Significado de mitologismo
Explore os principais sentidos da palavra 'mitologismo', do uso cotidiano ao contexto técnico, com exemplos e explicações claras.
Sentido Normativo
Definição no sentido mais comum e amplamente aceito da palavra.
- s.m.Criação ou estudo de mitos; mitificação.
- s.m.Tendência para interpretar a realidade através de mitos.
- s.m.Sistema de mitos característico de uma cultura ou autor.
- s.m.Uso excessivo ou artificial de elementos mitológicos.
- s.m.(Crítica) Estilo literário ou artístico que recorre intensamente a temas mitológicos.
Etimologia:
Mitologismo deriva do grego "mythos" (mito) e do sufixo "-ismo", indicando doutrina ou sistema, referindo-se ao uso ou estudo dos mitos.
Sentidos Expandidos
Definições organizadas por camada de contexto e outras perspectivas.
Sentido Crítico-Literário
Refere-se a um estilo ou movimento artístico que emprega estruturas, arquétipos e temas da mitologia clássica para compor obras modernas, conferindo-lhes uma dimensão simbólica universal.
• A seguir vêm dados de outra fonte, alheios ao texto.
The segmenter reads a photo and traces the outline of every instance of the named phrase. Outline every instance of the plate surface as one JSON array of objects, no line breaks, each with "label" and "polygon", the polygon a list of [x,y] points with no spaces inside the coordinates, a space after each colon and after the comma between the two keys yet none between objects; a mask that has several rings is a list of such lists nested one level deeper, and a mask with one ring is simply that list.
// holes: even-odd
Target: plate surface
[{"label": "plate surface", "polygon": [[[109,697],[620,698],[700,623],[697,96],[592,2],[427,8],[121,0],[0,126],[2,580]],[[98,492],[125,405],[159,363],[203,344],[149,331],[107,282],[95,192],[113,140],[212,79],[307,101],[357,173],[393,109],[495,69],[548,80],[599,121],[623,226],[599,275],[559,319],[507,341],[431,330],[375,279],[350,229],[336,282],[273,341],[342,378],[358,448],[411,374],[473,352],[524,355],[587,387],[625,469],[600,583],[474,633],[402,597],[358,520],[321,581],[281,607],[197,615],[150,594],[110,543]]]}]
Exemplo: a poesia de Fernando Pessoa (heterônimo Alberto Caeiro) que, ao negar explicitamente a mitologia ("O mito é o nada que é tudo"), a evoca para construir seu próprio sistema antimitológico, caracterizando um mitologismo por oposição.
Sentido Antropológico-Social
Designa o processo pelo qual narrativas fundadoras ou explicações de caráter mítico são construídas e perpetuadas para dar coesão e significado a uma comunidade, nação ou ideologia.
Exemplo: o "mitologismo nacional" presente na construção de heróis e episódios fundadores, como a figura de Tiradentes no Brasil ou a Revolução de Outubro na antiga URSS, narrativas que foram amplamente estilizadas para servir a propósitos identitários e políticos.
Sentido Filosófico-Crítico
Indica uma visão de mundo ou um sistema de pensamento que, conscientemente ou não, eleva conceitos, ideias ou figuras históricas à condição de mitos, atribuindo-lhes um valor explicativo absoluto e incontestável, muitas vezes mascarando contradições reais.
Exemplo: a crítica de pensadores como Roland Barthes à mitologização de aspectos da vida cotidiana e da cultura de massa, onde objetos ou práticas (como o vinho na França, o steak-frites) são revestidos de uma aura natural e eterna que esconde sua construção cultural.
Sentido Psicológico-Criativo
Refere-se ao mecanismo cognitivo e imaginativo pelo qual a mente humana estrutura experiências profundas, traumas, desejos ou insights através de narrativas e figuras arquetípicas análogas às dos mitos.
Exemplo: a teoria dos arquétipos de Carl Jung, onde figuras como a Grande Mãe, o Herói ou a Sombra atuam como padrões mitológicos inconscientes que moldam a percepção e a expressão individual e coletiva.